We note that there are good arguments for both positions.  On the one hand, the subset of overflows diagnosed by TS 17961 is likely to contain a higher percentage of security vulnerabilities. On the other hand, *unintended* (and unanticipated) overflow or wrapping produces incorrect results. The additional diagnostics required by the CERT rules would discover some security vulnerabilities that the TS 17961 requirements would miss, a larger number of bugs that lead to incorrect results (but that may not lead to security issues), as well as a number of  "false positives" where wrapping is either intentional or harmless.

My *personal* opinion is that getting integer wrapping semantics by default is a fundamental mistake in C-like languages in general. It's clear that programmers occasionally need modular (wrapping) semantics for math; uses like hash codes, crypto, and address arithmetic spring immediately to mind.  Note, however, that all of these use cases involve *intentional* use of modular arithmetic.  

Now, ask yourself the following question: When was the last time you wrote a program that would get the right answer in the event of *unintended* wrapping? I suggest that the answer is likely to be "never!"  

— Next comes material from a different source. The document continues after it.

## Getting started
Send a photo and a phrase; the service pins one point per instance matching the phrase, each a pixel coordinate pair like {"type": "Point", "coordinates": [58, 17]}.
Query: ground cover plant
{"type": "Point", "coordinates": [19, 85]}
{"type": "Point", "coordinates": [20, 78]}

Modular arithmetic must be available on request, but the *default* should never wrap.  Instead, wrapping or overflow should be considered a bug. There're plenty of better choices than wrapping: you could saturate to maxint or minint; you could take a fault or exception; you could use some integer equivalent of NaN.
Any of these would be a better choice (in terms of semantics).

I realize that this isn't how C-like languages are defined, and that the language standards certainly aren't going to change. So integer sanitizers like this one are likely to be the best available alternative.

Dean F. Sutherland
dsutherland at cert.org

P.S.  Back in the 90s, various commercial compiler vendors demonstrated that the total cost of runtime checking for integer overflow, array bounds violations, and nil-pointer dereferences *combined* can be driven below 10%.  This requires optimization work specifically targeted at soundly removing unneeded checks (which consumes effort that otherwise might be spent on other optimizations), so it certainly isn't free. But it need not be prohibitively expensive for most code.